Friends

Unit Testing…. sooo 1990s right?

Last weekend however, I listened to this podcast from SE Radio that gave me a fresh perspective on them. It’s an interview with Jay Fields… an engineer from Thoughtworks in Chicago who recently wrote an advanced book on testing concepts, synopsis from the publisher…

Unit Testing has moved from fringe to mainstream, which is great. Unfortunately, developers are creating mountains of unmaintainable tests as a side effect. I’ve been fighting the maintenance battle pretty aggressively for years, and this book captures what I believe is the most effective way to test.

Here are points from the interview that struck a chord with me.

Applying ROI to Tests

@ 9:46 in the podcast

I always figured that any test developed for a feature took effort & therefore should always be preserved as part of build or nightly tests.
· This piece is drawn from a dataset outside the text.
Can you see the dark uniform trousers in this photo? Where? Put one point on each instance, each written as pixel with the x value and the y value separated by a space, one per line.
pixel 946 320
Jay says…

A lot of people conflate TDD & Unit Testing…. but they’re not. A test that you wrote to help create a new feature with TDD is not guaranteed to be valuable for you in the long term. Just because it helped you write the feature, once you’re done there are a lot of things you can do from there. First off you can delete the test.

Jay’s point here is that keeping tests comes with a maintenance and suite runtime cost.
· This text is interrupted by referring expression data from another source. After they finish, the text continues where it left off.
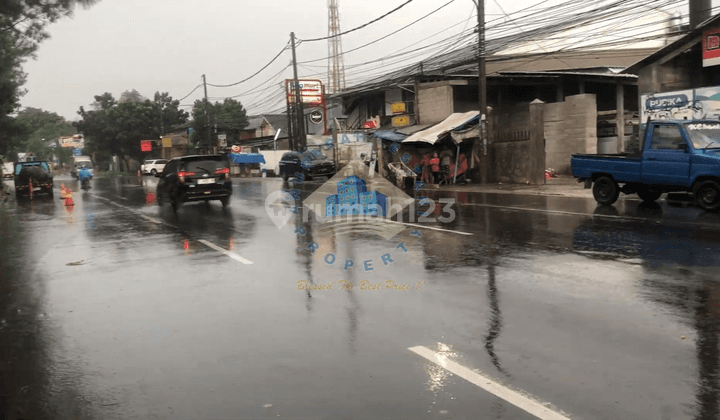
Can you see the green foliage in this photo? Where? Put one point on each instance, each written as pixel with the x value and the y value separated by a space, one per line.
pixel 116 128
pixel 22 29
pixel 229 117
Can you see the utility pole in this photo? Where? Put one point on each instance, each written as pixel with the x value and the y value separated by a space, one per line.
pixel 207 115
pixel 291 132
pixel 482 88
pixel 300 128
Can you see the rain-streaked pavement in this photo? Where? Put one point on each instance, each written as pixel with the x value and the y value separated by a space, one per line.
pixel 119 309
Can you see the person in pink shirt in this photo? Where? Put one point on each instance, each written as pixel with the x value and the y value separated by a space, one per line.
pixel 435 166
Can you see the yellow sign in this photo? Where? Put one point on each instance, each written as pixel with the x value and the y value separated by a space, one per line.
pixel 401 121
pixel 398 107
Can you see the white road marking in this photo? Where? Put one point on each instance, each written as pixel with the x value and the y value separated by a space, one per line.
pixel 431 228
pixel 225 251
pixel 515 398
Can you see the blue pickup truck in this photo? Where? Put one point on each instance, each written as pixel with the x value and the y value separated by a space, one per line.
pixel 674 156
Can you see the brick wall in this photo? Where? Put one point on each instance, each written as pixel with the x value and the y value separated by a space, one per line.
pixel 570 127
pixel 435 103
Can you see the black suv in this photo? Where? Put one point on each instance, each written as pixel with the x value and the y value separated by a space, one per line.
pixel 310 163
pixel 195 178
pixel 32 178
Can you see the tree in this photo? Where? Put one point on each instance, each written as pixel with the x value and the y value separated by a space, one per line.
pixel 228 117
pixel 22 29
pixel 171 116
pixel 116 128
pixel 39 127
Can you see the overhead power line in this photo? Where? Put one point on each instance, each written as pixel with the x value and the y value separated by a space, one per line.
pixel 381 38
pixel 191 92
pixel 257 72
pixel 359 27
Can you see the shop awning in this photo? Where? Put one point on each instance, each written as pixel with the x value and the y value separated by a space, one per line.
pixel 436 132
pixel 390 135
What’s the ROI for this test? If it will save me from getting a phone call every 6 months… then maybe I don’t want to maintain it in my codebase. It helped me TDD the feature, but I don’t need it anymore.

Similarly, even if the test you wrote for TDD is for an important feature, that doesn’t mean that the TDD test is necessarily the best on to add to your suite. You might want to add another test that fits in more with an existing suite or an integration test.
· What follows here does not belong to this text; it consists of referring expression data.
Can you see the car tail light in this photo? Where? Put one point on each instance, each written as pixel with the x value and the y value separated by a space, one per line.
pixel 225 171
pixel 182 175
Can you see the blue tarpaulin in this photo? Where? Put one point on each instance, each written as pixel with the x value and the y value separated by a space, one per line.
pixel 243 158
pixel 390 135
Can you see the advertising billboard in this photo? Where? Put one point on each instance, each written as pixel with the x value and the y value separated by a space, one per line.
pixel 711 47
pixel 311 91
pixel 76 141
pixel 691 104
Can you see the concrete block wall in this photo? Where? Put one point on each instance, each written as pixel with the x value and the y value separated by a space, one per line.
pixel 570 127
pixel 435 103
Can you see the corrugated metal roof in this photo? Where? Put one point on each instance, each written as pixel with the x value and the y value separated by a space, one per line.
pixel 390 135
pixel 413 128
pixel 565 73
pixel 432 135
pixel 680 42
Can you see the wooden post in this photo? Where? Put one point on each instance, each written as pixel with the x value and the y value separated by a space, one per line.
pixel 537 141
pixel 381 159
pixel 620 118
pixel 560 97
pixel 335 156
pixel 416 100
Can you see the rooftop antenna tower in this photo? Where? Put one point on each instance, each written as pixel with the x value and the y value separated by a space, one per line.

The ROI rule also applies to older codebases having large chunks of functionality with little or no tests. Of course, we want to do as much as we can to improve the situation when we’re (carefully) making changes to that code. However, the fact is that we won’t always have the luxury of time needed to shore up years of neglect. The team should always assess the biggest bang for the buck given the constraints.

DRY Is not a Golden Rule for Test code

@ 12:00

When it comes to writing test code, approachability trumps DRY (i.e. Don’t Repeat Yourself). Approachability meaning: 3 years from now when someone is looking at a failure in the code you wrote, their main goal is to get into the test… figure out quickly what it’s testing, fix the issue & get on with developing. This means that things you wouldn’t normally want in production-grade code like cut & paste might be ok… especially if it makes it easier for the poor dude figuring out why the test is failing.

What’s a Unit Test & What’s Not?

Jay said that in his first draft of the book, he defined Unit Tests as not hitting the DB, Filesystem, Messaging, etc. Martin Fowler advised him to rip this out, since… there’s too much debate over defining the term & it’s not really useful. What is more useful is to think of your tests in terms of ones that can run fast vs. slow… so you can kick them off more or less often in your dev process.

Other stuff…

@ 25:00 in the podcast, Jay gives an example of state verification versus behavior verification. Still not sure I get the difference tbh, but interesting. Good reason to get the book!

@ 37:15 He talks about Test Data Builders which can quickly generate test data for you for OO systems.